CPGH services expanded through new Kenai clinic

Posted: Monday, September 24, 2001

People needing health care in the Kenai, Nikiski and Kalifornsky area have a major new convenience: a Kenai clinic to provide services previously available only at the hospital in Soldotna.

The Central Peninsula General Hospital Kenai Clinic opened its doors Aug. 27. The three-person staff is spreading the good news to Kenai-area residents.

The new clinic, operating as an annex of the main hospital, offers X-rays, mammograms, lab tests, electrocardiograms and work-ups for people needing operations.

"This way they can conveniently stop here ... instead of having to go all the way to Soldotna," said Doug Davis, the radiology director who manages the new clinic.

"We want people to know we're here, to know what services we have available."

The scent of new carpet hangs in the air. The equipment is state of the art; the rooms bright with new paint; the furniture attractive and the atmosphere casual and inviting.

"This is a classy facility," he said.

The new clinic is in the Kenai Health Center behind the Country Foods grocery on Barnacle Way between Willow Street and Main Street Loop. The hospital annex shares the building with the state's Kenai Public Health Center, which opened its new office in July.

The people who have come into the new facility so far have been impressed, Davis said.

The clinic is set up to take referrals from doctors. People need to call 283-4495 to make appointments for mammograms, but for other services, walk-ins are accepted.

Davis said the clinic was the brainchild of Kenai Mayor John Williams and former CPGH Chief Executive Officer Marty Richman.
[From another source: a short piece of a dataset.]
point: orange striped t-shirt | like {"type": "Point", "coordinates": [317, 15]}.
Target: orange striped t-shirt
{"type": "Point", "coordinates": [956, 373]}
The goal was convenience for Kenai area residents.

Now people won't have to drive to Soldotna and back every time their physician requests a test.

Margaret Prestwick, the mammographer, said less driving is not the only way the new clinic can save clients time.

The radiology rooms and technicians at CPGH are limited and can get busy. For example, the needs of the emergency room or a special procedure could mean that patients trying to get routine radiology services in Soldotna would have to wait, she said.

"The space (here) is more than adequate," she said.

Davis agreed that the facility is built with the future in mind. As community demand dictates, the clinic will be able to expand its services and staff, he said.

"We may offer ultrasound service out here at a later date," he said.

The hospital is planning to hold specialty clinics at the site and is considering additional equipment, too. The building was designed to accommodate growth to the east and north.

The Kenai clinic was constructed through a three-way partnership between the city of Kenai, the Kenai Peninsula Borough and the state. The public health nurses occupy 6,500-square feet, and the hospital's clinic occupies 4,000-square feet.

Architect Bill Kluge created the building with the help of a design group comprised several people, including Richman, Public Health's Kenai Nurse Manager JoAnn Hagen and CPGH Board President Diana Zirul.

Clarion reporter Jay Barrett contributed to this story.